Fui sempre uma menina do mato, embora criada na cidade. A natureza me fascina, me provoca e me acalma. Tempos atrás, olhando pela janela de um ônibus a caminho do sul de nosso Estado, comecei a registrar, visualmente, quantas tonalidades de verde havia nas matas que acompanhavam a estrada.
Cheguei à conclusão, de modo amadorístico, que essa cor, entre todas as outras, é a que mais possibilita variações de tons, originados pela quantidade de luz do sol que brilha, charmoso, colorindo o mundo.
Encantam-me, sobremaneira, aqueles catálogos das casas especializadas de tintas, em que o castanho do meu olhar, já recuperado por competente oftalmologista tempos atrás, vagueia por entre cores, tonalidades e matizes... Neles encontro românticos e poéticos nomes, criados talvez por funcionários que souberam conservar, escondido dentro de um monte de máquinas de altas tecnologias, aquele sentimento bom e necessário que não nos deixa perder a humanidade.
Assim nasceram Menta e Mel/ Calda de Hortelã / Chá de Ervas / Água Doce / Capim Santo / Folha de Alecrim / Brisa Fresca /Céu de Outono / Vento do Nordeste / Fundo do Mar/Floresta Viva / Mata Preservada / Alto da Serra / Casa na Árvore / Frescor da Fazenda... Chego até a pensar que tanto Chico Buarque quanto Djavan ainda não se deram conta de que esses nomes dariam ótimas composições musicais, semelhantes às suas “Passaredo” e “Pé de Capim”.
Dizem que no mundo –vasto mundo – das palhetas e dos pincéis, a cor azul se relaciona a Yves Klein, o amarelo a Vincet Van Gogh, o branco a Piero Manzoni, o preto a Ad Reinhardt, o dourado a James Lee Byers... Mas não estou aqui para repetir o que o Google registra senão para confessar, mais de meio século depois, um dos meus pecaditos infantis – quem não os teve? – e que está relacionado a uma cor. Mea culpa.
Já conto: era mês de maio. Na Igreja Dom Bosco, a imagem de Nossa Senhora esperava, no altar, as oferendas das flores. Em longa fila, nós, crianças da Cruzadinha, aguardávamos para depositar-lhe aos pés as margaridas, as sempre-vivas, samambaias, rosas-chá e dálias colhidas nos quintais de nossa Infância.
Com uma imensa rosa cor-de-rosa em minhas mãos, eu estava impaciente para entrar triunfante na igreja e caminhar até o altar enfeitado de vaporosos tules e prateadas estrelas de papel.
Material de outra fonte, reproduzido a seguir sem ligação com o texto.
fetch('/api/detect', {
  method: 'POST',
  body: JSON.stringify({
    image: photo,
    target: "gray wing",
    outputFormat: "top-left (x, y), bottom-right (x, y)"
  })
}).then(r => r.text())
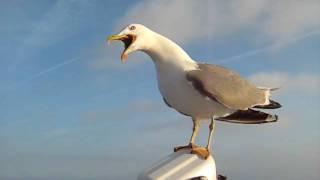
top-left (186, 63), bottom-right (266, 110)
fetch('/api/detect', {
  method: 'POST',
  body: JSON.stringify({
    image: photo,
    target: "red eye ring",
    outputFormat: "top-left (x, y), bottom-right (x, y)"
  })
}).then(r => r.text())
top-left (129, 26), bottom-right (136, 31)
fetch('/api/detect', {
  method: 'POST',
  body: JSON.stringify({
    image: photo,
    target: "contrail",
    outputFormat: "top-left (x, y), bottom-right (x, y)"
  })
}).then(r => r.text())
top-left (217, 30), bottom-right (320, 63)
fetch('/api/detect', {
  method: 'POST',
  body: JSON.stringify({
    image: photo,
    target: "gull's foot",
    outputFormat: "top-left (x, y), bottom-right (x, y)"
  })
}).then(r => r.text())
top-left (191, 147), bottom-right (210, 159)
top-left (173, 143), bottom-right (199, 152)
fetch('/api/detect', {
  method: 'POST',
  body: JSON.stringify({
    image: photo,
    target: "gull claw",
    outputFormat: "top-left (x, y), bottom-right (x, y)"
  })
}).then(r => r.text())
top-left (173, 143), bottom-right (199, 152)
top-left (191, 147), bottom-right (210, 159)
De repente, comecei a olhar aquela rosa. Seu cor-de-rosa explodindo na minha cara, sua corola sorrindo pros meus olhos espantados. Era apenas eu e a rosa. A rosa e eu.
O “Louvando Maria”, cantado em alto e bom som pelos fiéis, emudeceu. Se, por alguns instantes, o céu baixou naquele ambiente cheirando a forte incenso, dentro de mim – menina de 9 anos – pensamentos demoníacos começaram a borbulhar. Será que a Virgem veria essa rosa cor-de-rosa? Sentir seu cheiro? O que seria da flor quando murchasse? Teria um enterro digno? Ou seria juntada às tantas outras murchas e secas para cair no lixão da cidade? Foram segundos, minutos que duraram uma eternidade... Olhei para a Virgem lá no altar e, mesmo distante, a estátua pareceu-me sorrir um riso de compreensão e cumplicidade... Aquela visão bastou para que eu tomasse minha decisão.
Saí da fila da Cruzadinha e deitei cabelo até chegar em casa, não muito longe da igreja. Enchi de água uma licoreira bico de jaca, guardei amorosamente a rosa dentro dela, num gesto maternal de quem coloca um filho no berço, e a levei para meu quarto. Por alguns dias, aquela flor iluminou minha criancice.
A vida passou, muitas foram as vezes em que me ajoelhei diante de um confessionário para contar sobre meus pecados e rezar as penitências ordenadas. Mas o terrível segredo ficou guardado por mais de seis décadas. Revelo-o agora para quem me lê, convicta de que já fui perdoada pela Mãe Santíssima na mesma noite enluarada, de um longínquo mês de maio dos idos 50, em que uma criança travessa e encantada com flores e cores lhe roubou uma rosa cor-de-rosa.